I was honored when Mona Khalil invited me to write the foreword for her excellent new book, Effective Data Analysis, which I recommend everyone buy in triplicate.
Early in my career, I was conducting a complex analysis as part of a consulting project [1]. I had spent weeks collecting and cleaning data, and putting together a model that pointed to a clear recommendation.

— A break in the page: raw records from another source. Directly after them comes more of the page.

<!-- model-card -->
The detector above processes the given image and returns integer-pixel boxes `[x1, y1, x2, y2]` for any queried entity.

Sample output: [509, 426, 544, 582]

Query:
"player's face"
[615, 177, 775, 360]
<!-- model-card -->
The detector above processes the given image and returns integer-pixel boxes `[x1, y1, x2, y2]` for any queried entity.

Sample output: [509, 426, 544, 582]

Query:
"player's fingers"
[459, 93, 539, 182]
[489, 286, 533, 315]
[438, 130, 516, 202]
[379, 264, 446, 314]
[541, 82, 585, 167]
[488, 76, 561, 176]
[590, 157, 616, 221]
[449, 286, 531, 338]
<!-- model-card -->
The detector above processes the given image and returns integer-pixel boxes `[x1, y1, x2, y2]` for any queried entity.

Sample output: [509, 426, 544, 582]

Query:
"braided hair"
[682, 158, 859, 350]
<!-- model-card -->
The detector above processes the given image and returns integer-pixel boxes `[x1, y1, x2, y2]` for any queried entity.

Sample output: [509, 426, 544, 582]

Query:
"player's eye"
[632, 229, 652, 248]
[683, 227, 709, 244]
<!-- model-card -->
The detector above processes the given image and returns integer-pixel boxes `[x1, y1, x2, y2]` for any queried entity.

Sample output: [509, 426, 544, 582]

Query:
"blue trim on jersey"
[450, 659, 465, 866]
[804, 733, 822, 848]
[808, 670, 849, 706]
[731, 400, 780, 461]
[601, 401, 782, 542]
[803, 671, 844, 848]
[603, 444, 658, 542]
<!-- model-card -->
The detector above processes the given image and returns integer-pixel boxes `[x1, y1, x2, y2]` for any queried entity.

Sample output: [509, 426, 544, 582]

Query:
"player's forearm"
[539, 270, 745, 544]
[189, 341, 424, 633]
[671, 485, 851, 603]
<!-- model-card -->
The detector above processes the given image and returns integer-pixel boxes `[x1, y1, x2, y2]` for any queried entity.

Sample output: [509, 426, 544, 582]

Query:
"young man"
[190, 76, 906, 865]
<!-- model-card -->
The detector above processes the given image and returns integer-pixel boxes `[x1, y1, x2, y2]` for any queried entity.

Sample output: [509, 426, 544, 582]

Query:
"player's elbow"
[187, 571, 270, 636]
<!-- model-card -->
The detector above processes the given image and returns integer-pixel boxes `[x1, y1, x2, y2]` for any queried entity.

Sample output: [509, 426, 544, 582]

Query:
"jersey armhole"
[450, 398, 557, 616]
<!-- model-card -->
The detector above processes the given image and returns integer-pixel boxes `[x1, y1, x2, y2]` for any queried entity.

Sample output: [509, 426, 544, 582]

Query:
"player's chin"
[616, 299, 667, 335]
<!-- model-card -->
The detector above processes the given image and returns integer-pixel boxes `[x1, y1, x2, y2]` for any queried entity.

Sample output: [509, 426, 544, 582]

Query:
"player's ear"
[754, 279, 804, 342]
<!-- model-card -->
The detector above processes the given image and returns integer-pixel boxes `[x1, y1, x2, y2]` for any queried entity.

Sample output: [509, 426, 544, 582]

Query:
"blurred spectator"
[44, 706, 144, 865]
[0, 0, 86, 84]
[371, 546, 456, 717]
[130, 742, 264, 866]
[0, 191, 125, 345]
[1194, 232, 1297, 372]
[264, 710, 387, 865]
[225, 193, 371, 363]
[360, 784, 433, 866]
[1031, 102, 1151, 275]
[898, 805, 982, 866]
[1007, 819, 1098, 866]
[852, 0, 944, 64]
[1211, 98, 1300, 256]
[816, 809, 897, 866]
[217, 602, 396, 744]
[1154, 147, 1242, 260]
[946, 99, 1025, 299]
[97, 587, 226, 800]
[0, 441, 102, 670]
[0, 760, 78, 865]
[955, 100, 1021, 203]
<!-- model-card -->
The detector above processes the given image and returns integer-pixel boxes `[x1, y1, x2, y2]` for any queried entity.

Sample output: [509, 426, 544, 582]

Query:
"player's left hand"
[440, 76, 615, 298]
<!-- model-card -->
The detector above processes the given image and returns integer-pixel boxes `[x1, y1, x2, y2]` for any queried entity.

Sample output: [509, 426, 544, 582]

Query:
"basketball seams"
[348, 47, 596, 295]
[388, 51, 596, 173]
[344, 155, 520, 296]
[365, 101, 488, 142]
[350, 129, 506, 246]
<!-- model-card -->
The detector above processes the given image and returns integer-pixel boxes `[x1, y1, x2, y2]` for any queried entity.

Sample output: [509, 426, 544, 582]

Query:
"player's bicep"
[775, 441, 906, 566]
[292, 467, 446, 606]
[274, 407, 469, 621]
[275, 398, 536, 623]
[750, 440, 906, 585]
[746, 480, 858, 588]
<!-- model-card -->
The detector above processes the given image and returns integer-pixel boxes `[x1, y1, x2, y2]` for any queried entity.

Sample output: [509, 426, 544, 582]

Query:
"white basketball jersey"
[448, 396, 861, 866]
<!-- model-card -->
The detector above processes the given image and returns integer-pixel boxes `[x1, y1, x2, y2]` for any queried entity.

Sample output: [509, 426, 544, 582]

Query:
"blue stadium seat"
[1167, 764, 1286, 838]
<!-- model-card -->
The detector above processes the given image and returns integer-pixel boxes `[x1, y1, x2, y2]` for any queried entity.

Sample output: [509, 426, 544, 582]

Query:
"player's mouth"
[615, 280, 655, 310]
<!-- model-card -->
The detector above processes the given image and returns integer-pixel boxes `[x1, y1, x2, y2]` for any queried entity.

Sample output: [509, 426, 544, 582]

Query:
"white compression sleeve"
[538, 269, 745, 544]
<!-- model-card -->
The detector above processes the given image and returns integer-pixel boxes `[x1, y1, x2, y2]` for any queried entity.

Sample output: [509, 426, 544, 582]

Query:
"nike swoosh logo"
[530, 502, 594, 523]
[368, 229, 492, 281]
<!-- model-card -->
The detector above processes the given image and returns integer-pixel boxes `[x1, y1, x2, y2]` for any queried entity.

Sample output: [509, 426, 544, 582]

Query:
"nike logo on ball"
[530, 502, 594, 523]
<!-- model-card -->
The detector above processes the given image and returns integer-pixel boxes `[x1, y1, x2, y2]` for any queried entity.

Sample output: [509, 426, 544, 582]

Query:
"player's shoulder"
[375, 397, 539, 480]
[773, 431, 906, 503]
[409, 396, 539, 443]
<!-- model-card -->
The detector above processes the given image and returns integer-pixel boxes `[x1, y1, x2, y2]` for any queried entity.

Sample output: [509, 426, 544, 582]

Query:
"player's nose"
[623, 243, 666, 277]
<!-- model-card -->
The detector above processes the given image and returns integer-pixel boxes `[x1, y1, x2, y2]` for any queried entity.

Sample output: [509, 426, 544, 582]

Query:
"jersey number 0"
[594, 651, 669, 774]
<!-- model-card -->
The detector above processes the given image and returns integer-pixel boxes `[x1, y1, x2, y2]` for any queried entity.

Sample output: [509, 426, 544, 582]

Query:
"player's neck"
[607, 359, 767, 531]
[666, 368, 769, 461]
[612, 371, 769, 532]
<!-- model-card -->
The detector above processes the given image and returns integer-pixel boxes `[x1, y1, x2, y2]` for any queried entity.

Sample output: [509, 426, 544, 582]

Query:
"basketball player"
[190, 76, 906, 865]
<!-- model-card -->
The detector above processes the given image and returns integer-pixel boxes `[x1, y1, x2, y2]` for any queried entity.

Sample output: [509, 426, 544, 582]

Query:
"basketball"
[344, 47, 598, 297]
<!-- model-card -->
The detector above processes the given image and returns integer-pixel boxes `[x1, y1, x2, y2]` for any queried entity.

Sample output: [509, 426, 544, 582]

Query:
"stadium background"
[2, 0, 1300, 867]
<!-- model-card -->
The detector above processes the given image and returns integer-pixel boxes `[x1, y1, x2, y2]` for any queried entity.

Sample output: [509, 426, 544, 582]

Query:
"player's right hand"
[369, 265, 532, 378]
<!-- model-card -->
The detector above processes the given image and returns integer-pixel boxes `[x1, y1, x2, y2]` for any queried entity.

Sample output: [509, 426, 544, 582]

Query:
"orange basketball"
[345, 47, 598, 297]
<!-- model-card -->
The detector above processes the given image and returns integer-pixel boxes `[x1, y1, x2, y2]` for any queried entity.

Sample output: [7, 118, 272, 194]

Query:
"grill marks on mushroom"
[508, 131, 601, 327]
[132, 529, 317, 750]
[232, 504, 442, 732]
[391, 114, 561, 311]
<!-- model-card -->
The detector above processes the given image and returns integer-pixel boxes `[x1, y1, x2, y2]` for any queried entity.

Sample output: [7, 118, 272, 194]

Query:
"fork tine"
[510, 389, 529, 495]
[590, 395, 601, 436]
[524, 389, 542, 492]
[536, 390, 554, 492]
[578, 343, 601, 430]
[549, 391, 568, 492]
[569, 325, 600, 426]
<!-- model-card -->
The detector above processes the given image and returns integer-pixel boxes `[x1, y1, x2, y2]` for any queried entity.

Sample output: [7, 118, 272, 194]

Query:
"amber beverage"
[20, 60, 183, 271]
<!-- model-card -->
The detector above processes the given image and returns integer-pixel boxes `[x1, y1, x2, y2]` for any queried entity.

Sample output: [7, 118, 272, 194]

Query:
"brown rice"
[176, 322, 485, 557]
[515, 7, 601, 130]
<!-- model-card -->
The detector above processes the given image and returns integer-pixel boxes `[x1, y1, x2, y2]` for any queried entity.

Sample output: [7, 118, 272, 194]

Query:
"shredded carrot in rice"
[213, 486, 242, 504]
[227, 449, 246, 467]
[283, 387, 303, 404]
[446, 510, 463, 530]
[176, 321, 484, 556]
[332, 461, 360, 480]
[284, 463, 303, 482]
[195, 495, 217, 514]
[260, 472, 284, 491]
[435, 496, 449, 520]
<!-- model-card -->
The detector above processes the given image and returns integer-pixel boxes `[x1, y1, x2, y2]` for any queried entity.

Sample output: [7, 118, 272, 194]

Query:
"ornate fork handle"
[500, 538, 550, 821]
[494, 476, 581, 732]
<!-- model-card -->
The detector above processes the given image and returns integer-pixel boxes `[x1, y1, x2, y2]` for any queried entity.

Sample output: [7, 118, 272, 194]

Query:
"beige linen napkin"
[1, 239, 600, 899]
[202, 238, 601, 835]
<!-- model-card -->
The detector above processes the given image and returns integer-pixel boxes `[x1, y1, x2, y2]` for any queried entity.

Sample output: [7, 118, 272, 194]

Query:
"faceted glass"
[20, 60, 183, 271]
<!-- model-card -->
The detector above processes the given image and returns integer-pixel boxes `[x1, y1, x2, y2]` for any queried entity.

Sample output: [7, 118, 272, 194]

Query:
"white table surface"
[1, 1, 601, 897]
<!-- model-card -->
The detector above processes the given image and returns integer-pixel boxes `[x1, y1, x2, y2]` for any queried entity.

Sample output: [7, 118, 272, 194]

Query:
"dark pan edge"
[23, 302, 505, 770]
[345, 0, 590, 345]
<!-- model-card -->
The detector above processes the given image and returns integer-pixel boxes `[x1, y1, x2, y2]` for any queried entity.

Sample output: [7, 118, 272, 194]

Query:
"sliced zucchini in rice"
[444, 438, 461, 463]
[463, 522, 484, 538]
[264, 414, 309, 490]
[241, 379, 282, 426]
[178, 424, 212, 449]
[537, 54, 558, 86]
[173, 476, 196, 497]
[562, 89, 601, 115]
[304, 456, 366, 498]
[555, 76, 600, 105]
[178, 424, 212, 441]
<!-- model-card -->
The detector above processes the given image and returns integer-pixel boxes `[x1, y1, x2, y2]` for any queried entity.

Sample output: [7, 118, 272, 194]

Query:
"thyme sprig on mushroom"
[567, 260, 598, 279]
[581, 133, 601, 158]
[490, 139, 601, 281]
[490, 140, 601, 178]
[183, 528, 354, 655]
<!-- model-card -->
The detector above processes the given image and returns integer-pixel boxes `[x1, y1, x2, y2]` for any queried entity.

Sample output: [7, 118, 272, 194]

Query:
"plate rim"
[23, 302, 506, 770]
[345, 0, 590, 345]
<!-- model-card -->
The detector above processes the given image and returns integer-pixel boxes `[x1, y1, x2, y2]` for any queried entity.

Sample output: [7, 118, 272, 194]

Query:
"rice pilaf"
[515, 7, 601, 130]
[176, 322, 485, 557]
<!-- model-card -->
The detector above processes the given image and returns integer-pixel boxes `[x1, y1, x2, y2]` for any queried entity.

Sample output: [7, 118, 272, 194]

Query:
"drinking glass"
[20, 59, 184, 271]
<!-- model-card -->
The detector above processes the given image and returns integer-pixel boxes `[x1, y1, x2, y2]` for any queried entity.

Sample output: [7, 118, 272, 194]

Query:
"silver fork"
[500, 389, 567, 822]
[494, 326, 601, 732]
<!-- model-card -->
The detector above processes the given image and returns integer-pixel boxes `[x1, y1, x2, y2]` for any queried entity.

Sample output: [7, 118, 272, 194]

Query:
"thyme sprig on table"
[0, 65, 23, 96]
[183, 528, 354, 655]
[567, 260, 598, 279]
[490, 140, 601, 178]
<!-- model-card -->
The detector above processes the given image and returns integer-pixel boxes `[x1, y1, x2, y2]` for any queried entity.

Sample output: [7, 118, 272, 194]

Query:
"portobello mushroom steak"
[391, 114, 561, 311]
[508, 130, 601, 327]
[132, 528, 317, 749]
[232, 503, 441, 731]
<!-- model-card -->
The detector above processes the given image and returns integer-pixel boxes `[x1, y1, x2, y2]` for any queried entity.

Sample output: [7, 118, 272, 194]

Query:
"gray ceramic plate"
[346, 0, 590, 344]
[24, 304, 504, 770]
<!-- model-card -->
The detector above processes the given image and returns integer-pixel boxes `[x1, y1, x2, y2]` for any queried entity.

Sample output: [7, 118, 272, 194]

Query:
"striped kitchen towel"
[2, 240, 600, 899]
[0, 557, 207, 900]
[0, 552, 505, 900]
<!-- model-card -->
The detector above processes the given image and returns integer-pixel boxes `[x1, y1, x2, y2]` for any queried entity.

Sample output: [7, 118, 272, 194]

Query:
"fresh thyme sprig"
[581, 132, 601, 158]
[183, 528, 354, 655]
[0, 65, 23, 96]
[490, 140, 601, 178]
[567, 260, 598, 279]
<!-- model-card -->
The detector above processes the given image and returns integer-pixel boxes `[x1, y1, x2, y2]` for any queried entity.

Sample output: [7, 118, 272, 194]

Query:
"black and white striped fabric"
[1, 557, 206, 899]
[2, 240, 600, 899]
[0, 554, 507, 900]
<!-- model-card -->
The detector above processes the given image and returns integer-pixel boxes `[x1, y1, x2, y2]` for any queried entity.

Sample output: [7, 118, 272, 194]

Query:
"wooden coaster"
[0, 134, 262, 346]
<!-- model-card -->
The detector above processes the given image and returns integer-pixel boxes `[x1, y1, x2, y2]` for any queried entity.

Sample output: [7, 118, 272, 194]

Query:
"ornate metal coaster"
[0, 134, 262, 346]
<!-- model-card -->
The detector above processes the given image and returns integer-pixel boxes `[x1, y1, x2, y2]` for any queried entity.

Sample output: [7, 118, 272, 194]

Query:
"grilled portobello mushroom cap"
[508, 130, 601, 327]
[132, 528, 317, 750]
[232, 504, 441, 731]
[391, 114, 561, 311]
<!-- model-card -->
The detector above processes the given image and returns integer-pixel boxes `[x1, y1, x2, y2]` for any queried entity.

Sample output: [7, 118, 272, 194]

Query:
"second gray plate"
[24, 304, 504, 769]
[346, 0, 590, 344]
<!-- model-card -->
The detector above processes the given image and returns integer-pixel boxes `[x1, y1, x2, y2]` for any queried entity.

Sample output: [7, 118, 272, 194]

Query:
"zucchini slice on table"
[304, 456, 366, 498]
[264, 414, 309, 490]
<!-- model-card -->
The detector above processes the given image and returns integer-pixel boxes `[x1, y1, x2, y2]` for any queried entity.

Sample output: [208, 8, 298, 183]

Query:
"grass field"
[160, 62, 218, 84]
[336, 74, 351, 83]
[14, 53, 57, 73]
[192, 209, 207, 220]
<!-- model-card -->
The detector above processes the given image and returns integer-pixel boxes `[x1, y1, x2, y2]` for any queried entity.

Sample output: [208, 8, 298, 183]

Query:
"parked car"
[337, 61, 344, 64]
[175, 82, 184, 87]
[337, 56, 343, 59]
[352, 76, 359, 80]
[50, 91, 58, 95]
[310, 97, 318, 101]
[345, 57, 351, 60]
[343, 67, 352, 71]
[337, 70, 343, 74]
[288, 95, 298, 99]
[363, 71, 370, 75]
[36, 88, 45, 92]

As I walked my manager through it, however, his feedback was somewhat unexpected: he thought I did a great job on my analysis, but wanted me to change my methodology, explaining that another angle would “better fit the story the client wants to hear.”
What?! I saw my job as a seeker of objective truth, out to understand the world through exacting measurement. Changing my approach because it fits a story someone wanted to hear felt… weird.
But surprisingly, looking back, I’m not sure it was wrong. The alternative approach was completely valid – it’s not like we were faking data. And just because it was what the client wanted to hear didn’t make it inaccurate; it was just another way to look at the world.
What I didn’t know then was that these kind of situations are incredibly common in the world of data analysis. There’s rarely a straightforward “right” answer to the complex questions that arise in organizations. One often finds situations with incomplete data, varying assumptions, and unclear conclusions. Fusing objective measurement with subjective interpretation and thoughtful communication is a much larger part of the role of a data practitioner than most give credit, and it took me years to fully understand.
But that learning curve would have come much faster if I had access to Mona Khalil's new book, Effective Data Analysis. That’s not because it’s full of helpful technical pointers, methodologies, and exercises (which it certainly is) but rather because it does such an effective job breaking down how to think about the craft of data analysis, in all its nuance.
Mona takes the time to unpack topics like defining metrics, and the theory of measurement. She breaks down how to think about results that don’t support a hypotheses, and how to present findings to stakeholders (including how to debug the kind of situation I found myself in so many years ago). And she shares the one lesson that every aspiring data scientist needs to learn: ”simpler is often better.”
This toolkit is especially important as we enter the exciting and exotic world of AI. It turns out that LLMs can write code pretty well; I certainly wouldn’t recommend aspiring analysts to spend a lot of time memorizing arcane syntax, but I would encourage them to study how to properly interpret, contextualize, and communicate results – the kind of things that a model may never come to do as well as a human.
Reading through this book, I found myself reflecting back on lessons from a career in data, and finding a new appreciation for the science – and art! – of effective analysis. I believe practitioners of any experience and technicality can benefit from this book, and avoid common pitfalls so they can make new, unique mistakes of their own. If you missed the links above, you can get Mona's book here. 📕
[1] if you were confused as to the seemingly-random pricing of Wi-Fi on a major US airline in the early 2010s, I was partly to blame.